Hıristiyan ilahiyatı, Katolisizmin yenilgisiyle sahneden çekildi; 19. yüzyılda mitoloji ve metafizikle aynileştirilip etkisiz hale getirildi. Bir ihtimal bu görevi "felsefe" yerine getirebilirdi, ne var ki, felsefenin başına iki büyük felaket gelmişti: İlki, Pisagor'un farkına vardığı gibi "hikmet sevgisi ve arayışı" olmaktan çıkmış, ilahi menşeinden (Nefha-i ruh'tan) koparılan aklın spekülasyonlarının içi boş enstrümanlarına, insanı hakikatin doğasına yöneltmeyen cedeline dönüşmüştü. Hakikat-i halde felsefenin kapısı Hegel'le değil, çok daha öncesinde Platon'la kapanmıştı, bu yüzden tarih içindeki bilumum Batı felsefesi için "Platon'a düşülmüş bir dipnottur" diyenler hiç de haksız sayılmazlar. Hikmet arayışı ve hakikat sevgisi olmayan akli çabaya, tabiatı gereği "felsefe" denemez.
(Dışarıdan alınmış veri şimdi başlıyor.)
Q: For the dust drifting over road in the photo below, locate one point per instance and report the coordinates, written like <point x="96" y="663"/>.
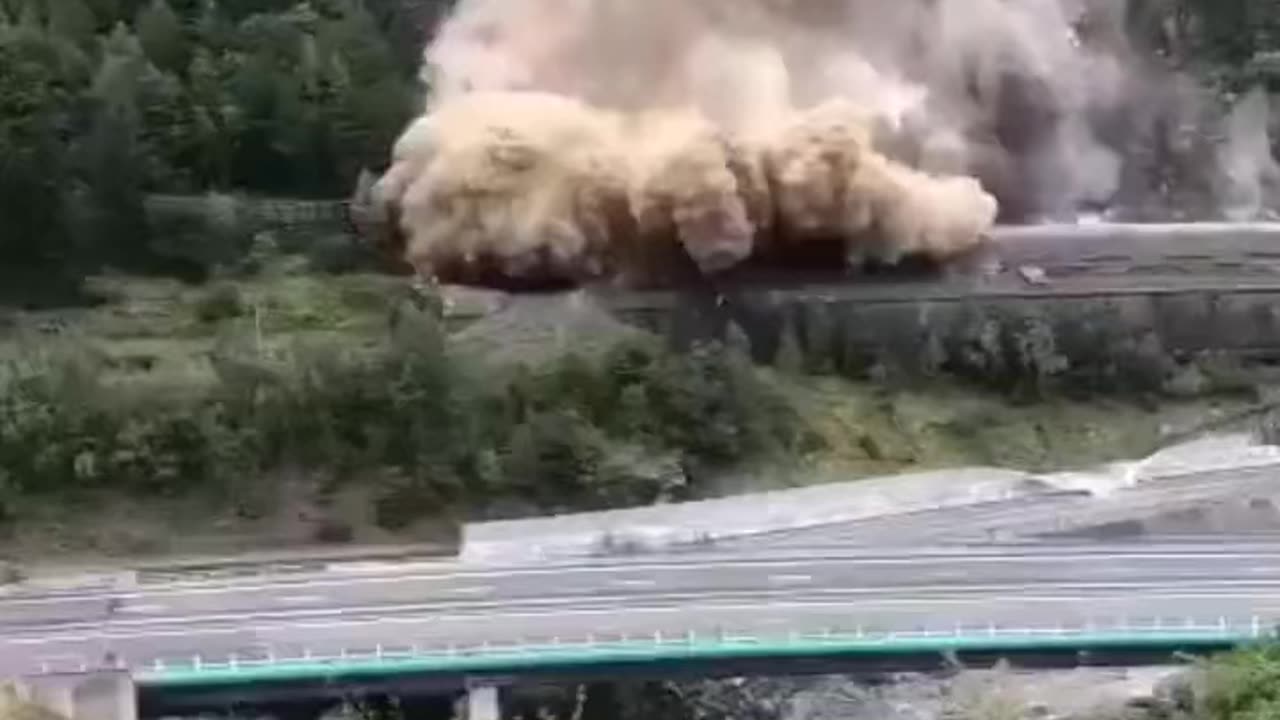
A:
<point x="566" y="141"/>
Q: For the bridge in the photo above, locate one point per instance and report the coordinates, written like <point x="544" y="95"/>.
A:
<point x="451" y="628"/>
<point x="862" y="591"/>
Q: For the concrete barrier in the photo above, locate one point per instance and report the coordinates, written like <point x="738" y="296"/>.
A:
<point x="703" y="522"/>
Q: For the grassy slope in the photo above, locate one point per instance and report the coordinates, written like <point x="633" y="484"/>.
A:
<point x="158" y="336"/>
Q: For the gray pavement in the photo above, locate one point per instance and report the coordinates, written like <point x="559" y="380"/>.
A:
<point x="752" y="593"/>
<point x="832" y="577"/>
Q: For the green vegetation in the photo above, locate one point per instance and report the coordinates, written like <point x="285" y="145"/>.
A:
<point x="1243" y="686"/>
<point x="103" y="101"/>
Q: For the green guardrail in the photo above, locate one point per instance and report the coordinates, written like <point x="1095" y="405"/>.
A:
<point x="682" y="650"/>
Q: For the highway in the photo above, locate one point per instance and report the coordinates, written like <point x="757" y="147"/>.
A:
<point x="787" y="589"/>
<point x="1036" y="515"/>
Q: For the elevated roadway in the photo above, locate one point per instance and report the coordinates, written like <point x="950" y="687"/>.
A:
<point x="758" y="595"/>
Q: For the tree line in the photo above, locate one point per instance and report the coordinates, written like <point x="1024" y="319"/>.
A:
<point x="103" y="101"/>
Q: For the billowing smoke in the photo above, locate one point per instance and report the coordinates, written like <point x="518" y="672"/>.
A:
<point x="567" y="140"/>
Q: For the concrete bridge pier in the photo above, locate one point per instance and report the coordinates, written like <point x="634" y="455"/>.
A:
<point x="483" y="702"/>
<point x="105" y="695"/>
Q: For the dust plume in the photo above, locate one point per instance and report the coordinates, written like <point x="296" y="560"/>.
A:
<point x="568" y="140"/>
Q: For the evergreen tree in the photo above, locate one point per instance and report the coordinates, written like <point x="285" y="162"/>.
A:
<point x="163" y="36"/>
<point x="73" y="21"/>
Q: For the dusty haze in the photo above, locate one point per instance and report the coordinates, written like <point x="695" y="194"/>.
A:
<point x="579" y="139"/>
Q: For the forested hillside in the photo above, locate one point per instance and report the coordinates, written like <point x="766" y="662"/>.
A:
<point x="105" y="100"/>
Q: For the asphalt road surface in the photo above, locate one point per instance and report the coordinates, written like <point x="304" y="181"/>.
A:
<point x="1033" y="515"/>
<point x="744" y="592"/>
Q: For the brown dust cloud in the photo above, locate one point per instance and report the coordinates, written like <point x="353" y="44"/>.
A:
<point x="576" y="141"/>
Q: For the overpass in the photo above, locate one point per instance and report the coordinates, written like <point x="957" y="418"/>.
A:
<point x="447" y="627"/>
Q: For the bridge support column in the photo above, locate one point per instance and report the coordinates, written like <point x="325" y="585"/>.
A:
<point x="483" y="702"/>
<point x="106" y="695"/>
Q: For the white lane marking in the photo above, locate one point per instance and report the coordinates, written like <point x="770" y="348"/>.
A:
<point x="620" y="604"/>
<point x="634" y="582"/>
<point x="144" y="609"/>
<point x="703" y="566"/>
<point x="301" y="600"/>
<point x="790" y="579"/>
<point x="597" y="611"/>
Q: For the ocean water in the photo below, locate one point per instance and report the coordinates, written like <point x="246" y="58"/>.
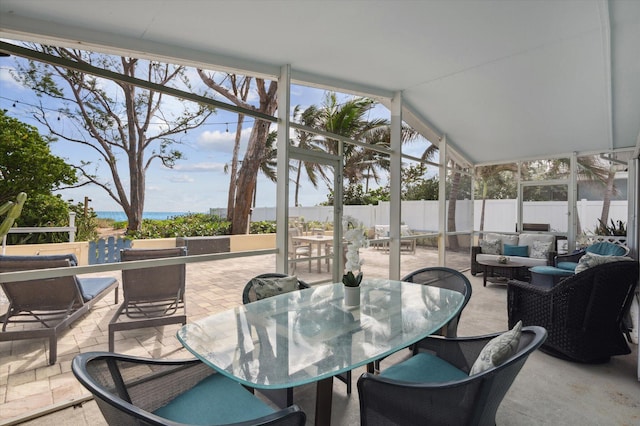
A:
<point x="120" y="216"/>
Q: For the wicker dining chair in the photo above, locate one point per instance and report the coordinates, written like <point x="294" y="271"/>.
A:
<point x="153" y="296"/>
<point x="584" y="314"/>
<point x="140" y="391"/>
<point x="435" y="387"/>
<point x="248" y="296"/>
<point x="441" y="277"/>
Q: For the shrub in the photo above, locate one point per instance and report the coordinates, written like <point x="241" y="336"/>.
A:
<point x="262" y="227"/>
<point x="190" y="225"/>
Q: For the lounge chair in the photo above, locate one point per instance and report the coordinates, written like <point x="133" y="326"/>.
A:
<point x="440" y="277"/>
<point x="153" y="296"/>
<point x="44" y="308"/>
<point x="440" y="386"/>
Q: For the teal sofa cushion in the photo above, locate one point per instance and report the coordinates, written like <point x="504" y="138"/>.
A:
<point x="521" y="251"/>
<point x="568" y="266"/>
<point x="424" y="368"/>
<point x="215" y="400"/>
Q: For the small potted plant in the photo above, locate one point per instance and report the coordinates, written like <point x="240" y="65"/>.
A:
<point x="352" y="288"/>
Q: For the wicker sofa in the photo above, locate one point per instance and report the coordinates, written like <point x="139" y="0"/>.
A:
<point x="540" y="249"/>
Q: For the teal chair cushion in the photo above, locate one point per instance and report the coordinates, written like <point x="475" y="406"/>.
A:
<point x="215" y="400"/>
<point x="606" y="249"/>
<point x="569" y="266"/>
<point x="518" y="251"/>
<point x="551" y="270"/>
<point x="424" y="368"/>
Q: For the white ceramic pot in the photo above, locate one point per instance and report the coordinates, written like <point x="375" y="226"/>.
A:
<point x="351" y="296"/>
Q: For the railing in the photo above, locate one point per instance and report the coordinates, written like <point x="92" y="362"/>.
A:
<point x="106" y="251"/>
<point x="71" y="229"/>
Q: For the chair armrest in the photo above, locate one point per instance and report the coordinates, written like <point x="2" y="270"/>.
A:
<point x="461" y="352"/>
<point x="475" y="268"/>
<point x="551" y="256"/>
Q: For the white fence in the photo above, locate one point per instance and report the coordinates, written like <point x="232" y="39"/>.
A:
<point x="500" y="215"/>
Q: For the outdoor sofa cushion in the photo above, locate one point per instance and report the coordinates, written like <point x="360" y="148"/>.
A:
<point x="216" y="393"/>
<point x="530" y="240"/>
<point x="424" y="368"/>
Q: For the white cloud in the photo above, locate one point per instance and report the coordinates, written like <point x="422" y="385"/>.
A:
<point x="199" y="167"/>
<point x="222" y="141"/>
<point x="6" y="80"/>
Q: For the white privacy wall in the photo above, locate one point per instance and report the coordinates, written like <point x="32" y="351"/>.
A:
<point x="500" y="215"/>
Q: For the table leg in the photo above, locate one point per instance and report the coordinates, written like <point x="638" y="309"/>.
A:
<point x="487" y="268"/>
<point x="324" y="396"/>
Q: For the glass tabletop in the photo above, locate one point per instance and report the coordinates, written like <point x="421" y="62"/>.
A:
<point x="308" y="335"/>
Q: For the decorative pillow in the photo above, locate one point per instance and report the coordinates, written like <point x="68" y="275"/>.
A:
<point x="490" y="246"/>
<point x="540" y="250"/>
<point x="267" y="287"/>
<point x="521" y="251"/>
<point x="498" y="350"/>
<point x="590" y="260"/>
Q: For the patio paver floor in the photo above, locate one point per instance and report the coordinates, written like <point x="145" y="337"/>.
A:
<point x="547" y="391"/>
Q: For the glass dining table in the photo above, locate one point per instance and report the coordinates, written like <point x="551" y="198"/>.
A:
<point x="309" y="335"/>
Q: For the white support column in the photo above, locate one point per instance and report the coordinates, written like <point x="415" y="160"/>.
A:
<point x="442" y="201"/>
<point x="395" y="183"/>
<point x="282" y="185"/>
<point x="72" y="224"/>
<point x="572" y="199"/>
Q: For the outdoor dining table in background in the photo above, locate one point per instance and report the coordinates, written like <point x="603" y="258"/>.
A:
<point x="309" y="335"/>
<point x="320" y="241"/>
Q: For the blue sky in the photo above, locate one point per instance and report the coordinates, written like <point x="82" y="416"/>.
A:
<point x="197" y="182"/>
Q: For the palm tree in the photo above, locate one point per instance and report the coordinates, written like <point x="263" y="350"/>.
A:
<point x="309" y="117"/>
<point x="349" y="119"/>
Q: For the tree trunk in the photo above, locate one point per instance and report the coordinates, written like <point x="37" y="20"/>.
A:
<point x="451" y="212"/>
<point x="233" y="181"/>
<point x="606" y="202"/>
<point x="248" y="175"/>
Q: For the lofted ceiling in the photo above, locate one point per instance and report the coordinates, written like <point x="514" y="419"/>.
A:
<point x="503" y="80"/>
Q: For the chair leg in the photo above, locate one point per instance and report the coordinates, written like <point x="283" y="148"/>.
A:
<point x="111" y="340"/>
<point x="53" y="349"/>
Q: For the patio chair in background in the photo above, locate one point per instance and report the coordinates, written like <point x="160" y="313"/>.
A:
<point x="435" y="387"/>
<point x="132" y="391"/>
<point x="583" y="313"/>
<point x="569" y="262"/>
<point x="44" y="308"/>
<point x="153" y="296"/>
<point x="441" y="277"/>
<point x="298" y="249"/>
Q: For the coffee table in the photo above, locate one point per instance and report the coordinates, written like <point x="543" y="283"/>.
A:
<point x="493" y="268"/>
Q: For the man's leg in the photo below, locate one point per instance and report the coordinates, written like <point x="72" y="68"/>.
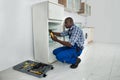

İkinci büyük felaket, hem tabiat bilimlerinin arkaplanı olmaktan çıkarılmış hem Auguste Comte'la sosyal bilimlerin sahasından kovulmuş bulunmaktadır. Son üç yüz senedir dünya üzerinde tahakküm kuran Batı'nın hakikat arayışı olmamıştır, felsefesi, sanatı ve ilahiyatı da kalmamıştır. Üç yüz senedir Batı entelektüel bir çölde yaşamaktadır. Alman şairi Goethe'nin işaret ettiği gibi sözü ve gücü eline geçiren Faust'tur, o da güç, servet ve iktidarı elde etmek için Şeytan'la anlaşmıştır, anlaşmaya göre Şeytan ona istediklerini temin edecek, Faust da ona ruhunu satacaktır. Eğer sadece Göklerin Krallığı'ndan vazgeçirilmekle kalmayıp yeryüzü üzerindeki "misyonu"ndan yoksun bırakılan Hıristiyanlık'ın ve sürekli tarassut altında tutulan, sistemli bir biçimde itibarsızlaştırılan İslam'ın etkisizleştirilmesinden sonra Şeytan yeryüzünde bir imparatorluk kuracak olsaydı, Faust'un Krallığı olabilirdi ancak. Bu krallığın üçlü sacayağı tüketim ve refah; bedensel hazları kışkırtan, egoyu şişiren özgürlük ve yalancı güvenlik duygusudur.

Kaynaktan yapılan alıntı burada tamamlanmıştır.